Gretel seems to live a
simple, dedicated and ordered life, with perhaps more than an element of self-imposed
isolation. She is a lexicographer, examining the accuracy and scope of
dictionary entries. Words thus matter to her. They are her bread and butter.
Though she has not seen her mother since she was sixteen, she still has vivid
memories of words they shared, words her mother invented to label things
otherwise indescribable. As an adult, Gretel finds her world turned upside down
by the reappearance of a woman she probably only ever partially knew, but whose
own identity has now been transformed by age. Communication is hit and miss,
sometimes lucid, sometimes mythical, sometimes disconnected. Gretel, however,
decides to relive her past via the family life she can either remember or
reconstruct, reliably or otherwise via conversation and reflection with her
mother.
And that life was
indeed somewhat unconventional. She and her mother lived on a boat that was
moored on a river. The waters were, it seems, always murky. Gretel never really
knew her father, and one of the areas she tries to uncover via her partial
engagement with her mother is nothing less than the truth about her own
beginnings. The water on which the family boat floated stayed murky throughout
Gretel's childhood, and, it seems, has not cleared since then.
Complicating the scene
is the fact that she and her mother used to communicate via code words, sounds
they themselves invented to describe the unknowns, the lurking dangers or
merely the otherwise unspeakable things that can surface to threaten these
lives lived in a microcosm of their own invention. There is apparently much to
uncover, and not all of it is accessible. And when this private language, these
codes for the unmentionable, invade either a mother's or a daughter's memory,
they are used to hide something difficult, to obfuscate, as if to ensure their meaning remains unknown, unacknowledged.
Characters alternate
between the present and memories of a limited family life on their moored boat.

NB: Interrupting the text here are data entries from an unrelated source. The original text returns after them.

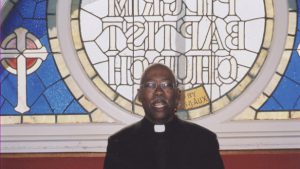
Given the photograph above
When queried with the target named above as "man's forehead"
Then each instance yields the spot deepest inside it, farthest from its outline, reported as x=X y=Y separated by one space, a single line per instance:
x=158 y=73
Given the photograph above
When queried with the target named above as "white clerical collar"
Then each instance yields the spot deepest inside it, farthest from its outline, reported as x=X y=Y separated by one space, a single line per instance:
x=159 y=128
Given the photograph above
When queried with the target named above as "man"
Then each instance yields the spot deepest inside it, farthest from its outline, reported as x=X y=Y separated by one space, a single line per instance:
x=161 y=140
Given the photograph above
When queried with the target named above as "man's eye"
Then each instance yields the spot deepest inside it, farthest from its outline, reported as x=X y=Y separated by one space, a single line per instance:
x=166 y=85
x=150 y=85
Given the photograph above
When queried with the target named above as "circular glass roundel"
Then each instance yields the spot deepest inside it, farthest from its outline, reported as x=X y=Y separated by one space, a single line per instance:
x=214 y=47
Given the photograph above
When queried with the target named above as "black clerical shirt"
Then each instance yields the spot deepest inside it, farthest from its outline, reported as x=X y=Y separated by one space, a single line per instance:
x=183 y=145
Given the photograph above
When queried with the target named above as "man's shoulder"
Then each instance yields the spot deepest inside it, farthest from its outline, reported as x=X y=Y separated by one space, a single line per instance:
x=127 y=132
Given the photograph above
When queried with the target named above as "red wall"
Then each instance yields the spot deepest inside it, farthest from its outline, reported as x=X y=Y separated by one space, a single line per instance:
x=275 y=159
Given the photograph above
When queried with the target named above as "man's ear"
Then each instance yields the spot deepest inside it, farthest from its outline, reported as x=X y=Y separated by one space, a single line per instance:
x=140 y=95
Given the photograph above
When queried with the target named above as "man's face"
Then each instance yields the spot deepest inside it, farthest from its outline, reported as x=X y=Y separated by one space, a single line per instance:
x=159 y=94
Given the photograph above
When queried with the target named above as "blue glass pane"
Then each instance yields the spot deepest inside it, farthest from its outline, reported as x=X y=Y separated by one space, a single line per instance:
x=293 y=70
x=34 y=88
x=58 y=97
x=286 y=94
x=48 y=76
x=36 y=26
x=8 y=109
x=41 y=107
x=9 y=89
x=40 y=10
x=26 y=8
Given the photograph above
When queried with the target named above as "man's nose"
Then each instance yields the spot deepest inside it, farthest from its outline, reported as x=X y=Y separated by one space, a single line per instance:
x=158 y=90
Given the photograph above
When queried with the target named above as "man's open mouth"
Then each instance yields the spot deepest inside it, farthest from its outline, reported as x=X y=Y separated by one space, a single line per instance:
x=159 y=103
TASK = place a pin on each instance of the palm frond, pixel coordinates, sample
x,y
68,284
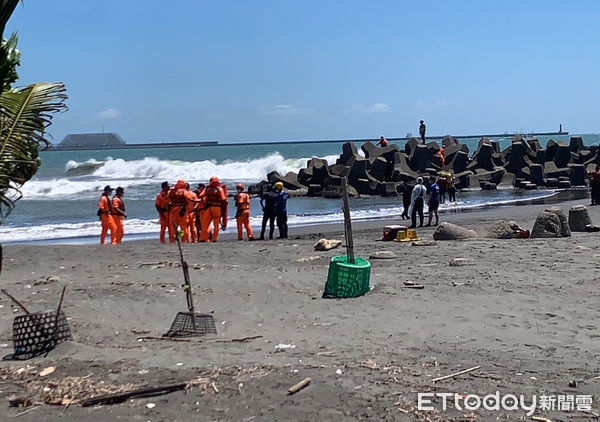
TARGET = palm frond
x,y
24,115
7,7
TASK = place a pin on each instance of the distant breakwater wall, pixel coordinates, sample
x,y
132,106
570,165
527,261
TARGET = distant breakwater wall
x,y
386,171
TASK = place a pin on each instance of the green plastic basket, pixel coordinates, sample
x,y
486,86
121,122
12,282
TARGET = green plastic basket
x,y
346,279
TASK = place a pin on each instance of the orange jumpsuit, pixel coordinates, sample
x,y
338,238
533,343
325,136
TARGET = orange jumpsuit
x,y
118,218
178,214
214,195
193,236
162,206
441,155
242,203
108,223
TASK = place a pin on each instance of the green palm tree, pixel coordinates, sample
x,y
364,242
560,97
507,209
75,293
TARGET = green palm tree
x,y
25,114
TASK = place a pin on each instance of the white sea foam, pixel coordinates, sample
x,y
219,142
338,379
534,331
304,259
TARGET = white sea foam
x,y
151,226
151,171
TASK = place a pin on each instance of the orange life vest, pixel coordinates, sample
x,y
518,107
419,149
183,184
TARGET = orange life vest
x,y
214,196
243,201
177,197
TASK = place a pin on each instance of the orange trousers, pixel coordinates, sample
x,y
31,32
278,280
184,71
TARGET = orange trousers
x,y
193,236
210,215
120,228
179,222
164,225
243,220
108,223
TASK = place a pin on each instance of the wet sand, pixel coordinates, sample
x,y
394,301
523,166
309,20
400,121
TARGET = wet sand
x,y
526,312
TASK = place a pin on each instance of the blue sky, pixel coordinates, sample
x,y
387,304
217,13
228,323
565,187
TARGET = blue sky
x,y
289,70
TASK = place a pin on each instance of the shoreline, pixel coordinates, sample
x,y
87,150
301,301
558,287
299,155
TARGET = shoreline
x,y
558,197
524,311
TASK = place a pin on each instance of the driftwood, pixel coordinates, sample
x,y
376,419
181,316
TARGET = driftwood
x,y
163,338
456,374
299,386
137,393
240,340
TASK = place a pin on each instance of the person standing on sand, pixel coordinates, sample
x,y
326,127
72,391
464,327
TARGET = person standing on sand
x,y
105,214
268,203
242,215
451,188
191,208
162,206
215,198
405,191
281,210
417,200
434,201
443,185
198,227
118,211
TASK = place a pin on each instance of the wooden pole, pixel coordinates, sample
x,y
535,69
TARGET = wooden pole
x,y
347,222
188,285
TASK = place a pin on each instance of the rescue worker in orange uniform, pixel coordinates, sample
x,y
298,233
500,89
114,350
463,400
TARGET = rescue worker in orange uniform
x,y
199,188
215,201
118,213
192,206
242,203
441,155
105,214
162,206
180,198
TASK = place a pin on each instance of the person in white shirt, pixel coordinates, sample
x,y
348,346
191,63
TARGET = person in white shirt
x,y
417,200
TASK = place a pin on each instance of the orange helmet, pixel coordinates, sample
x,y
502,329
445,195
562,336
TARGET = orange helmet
x,y
180,184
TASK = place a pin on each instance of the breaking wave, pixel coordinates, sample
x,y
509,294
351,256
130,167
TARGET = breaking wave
x,y
86,179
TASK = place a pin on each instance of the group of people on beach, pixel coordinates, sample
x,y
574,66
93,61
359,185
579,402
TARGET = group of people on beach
x,y
434,193
197,215
112,213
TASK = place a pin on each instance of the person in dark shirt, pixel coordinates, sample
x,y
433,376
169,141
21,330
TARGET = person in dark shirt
x,y
281,209
422,129
268,202
443,185
382,142
434,201
405,191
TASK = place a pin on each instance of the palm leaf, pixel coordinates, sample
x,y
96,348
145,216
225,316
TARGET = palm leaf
x,y
6,9
24,115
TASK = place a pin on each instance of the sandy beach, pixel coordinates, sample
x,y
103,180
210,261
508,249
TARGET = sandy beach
x,y
525,312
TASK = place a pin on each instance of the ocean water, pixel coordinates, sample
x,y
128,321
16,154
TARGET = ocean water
x,y
59,204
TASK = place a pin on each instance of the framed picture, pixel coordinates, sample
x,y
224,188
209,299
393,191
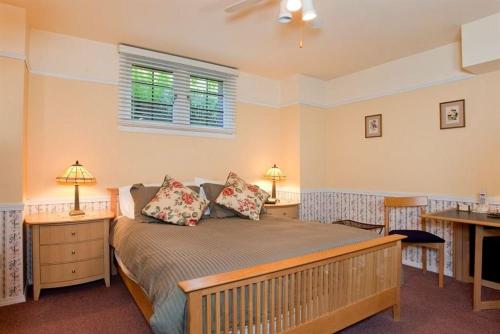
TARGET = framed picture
x,y
452,114
373,126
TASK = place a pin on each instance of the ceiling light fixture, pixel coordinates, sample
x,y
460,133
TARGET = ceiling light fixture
x,y
285,14
308,11
293,5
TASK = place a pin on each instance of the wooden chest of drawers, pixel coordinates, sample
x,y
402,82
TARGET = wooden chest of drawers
x,y
69,250
288,210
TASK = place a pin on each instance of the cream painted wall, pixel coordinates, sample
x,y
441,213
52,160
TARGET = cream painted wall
x,y
12,31
289,147
70,119
11,129
12,107
414,155
313,147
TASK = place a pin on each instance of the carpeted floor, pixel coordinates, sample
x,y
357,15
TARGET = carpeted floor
x,y
94,309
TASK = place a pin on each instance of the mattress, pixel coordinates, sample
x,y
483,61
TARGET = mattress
x,y
158,256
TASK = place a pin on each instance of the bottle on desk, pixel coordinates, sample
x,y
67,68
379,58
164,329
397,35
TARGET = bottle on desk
x,y
482,206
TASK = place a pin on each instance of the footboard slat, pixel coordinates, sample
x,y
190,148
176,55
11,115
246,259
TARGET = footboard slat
x,y
321,293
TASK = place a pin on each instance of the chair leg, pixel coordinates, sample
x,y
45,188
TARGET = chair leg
x,y
424,259
441,265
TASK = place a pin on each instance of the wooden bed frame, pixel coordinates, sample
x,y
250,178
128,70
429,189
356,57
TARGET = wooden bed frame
x,y
321,292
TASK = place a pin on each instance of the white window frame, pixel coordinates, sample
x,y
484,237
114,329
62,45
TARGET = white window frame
x,y
182,69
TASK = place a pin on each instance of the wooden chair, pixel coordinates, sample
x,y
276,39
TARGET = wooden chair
x,y
418,238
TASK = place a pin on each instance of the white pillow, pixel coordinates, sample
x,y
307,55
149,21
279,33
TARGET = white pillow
x,y
198,182
126,201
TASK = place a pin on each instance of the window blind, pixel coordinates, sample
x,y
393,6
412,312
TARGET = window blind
x,y
158,91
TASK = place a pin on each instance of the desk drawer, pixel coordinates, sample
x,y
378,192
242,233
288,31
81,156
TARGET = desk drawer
x,y
71,271
62,253
288,212
60,234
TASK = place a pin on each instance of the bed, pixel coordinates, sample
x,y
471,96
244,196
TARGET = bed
x,y
277,275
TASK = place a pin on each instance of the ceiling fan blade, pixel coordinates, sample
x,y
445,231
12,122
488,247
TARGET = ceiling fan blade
x,y
316,23
240,5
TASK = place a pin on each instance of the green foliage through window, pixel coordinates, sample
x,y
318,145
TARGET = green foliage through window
x,y
206,102
152,94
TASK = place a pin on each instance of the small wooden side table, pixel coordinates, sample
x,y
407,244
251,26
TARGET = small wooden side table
x,y
283,209
69,250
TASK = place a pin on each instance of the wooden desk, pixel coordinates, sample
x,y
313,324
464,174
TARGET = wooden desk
x,y
485,227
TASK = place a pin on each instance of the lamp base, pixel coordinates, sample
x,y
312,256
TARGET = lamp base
x,y
76,213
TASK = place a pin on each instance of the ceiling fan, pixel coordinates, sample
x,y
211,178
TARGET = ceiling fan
x,y
286,8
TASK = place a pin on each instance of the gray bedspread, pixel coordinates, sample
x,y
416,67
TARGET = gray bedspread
x,y
161,255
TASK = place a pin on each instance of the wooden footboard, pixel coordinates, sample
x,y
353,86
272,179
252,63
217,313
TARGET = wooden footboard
x,y
316,293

There are demons to confront and assumptions to deconstruct. The water, if
anything, becomes murkier when stirred. And if there is a criticism of this
forensic reconstruction of a shared but only partially remembered past, then it
lies in its tendency to over-complicate. It is perhaps minor point, but one
might have expected Gretel, with her professional desire for accuracy in
everything to do with words, not to tolerate such obfuscation.
Mother and daughter's
invented vocabulary seems, however, to extend to only a few words. This is
hardly the "language" we are told they shared. The words reappear in
different contexts to indicate apparently different things. Unpicking how these
labels have been applied to their shared experience forms a significant element
of plot. But again, though much is made of these few words, they hardly
constitute the "invented language" of the book's preamble.
Everything Under thus
evolves into a complex, complicated and inevitably confused uncovering of this
relationship between mother and daughter. Truths are revealed and unconsciously
absorbed detail is newly remembered to add context. Throughout, however, we
feel that, in essence, things were probably a little simpler than each
character's desire to speculate might allow. In some ways this is the book's
strength, since Everything Under is a tangle of memories, a tangle of
relationships and possibly an undergrowth of old stems that even the
participants have neglected to prune.
Everything Under is a
challenging read around what is essentially a simple idea. But, when reality
finally knocks on the door and these characters find they must own up to the
detail of their family life, there are revelations and surprises which,
paradoxically, change nothing. Perhaps many families are like that.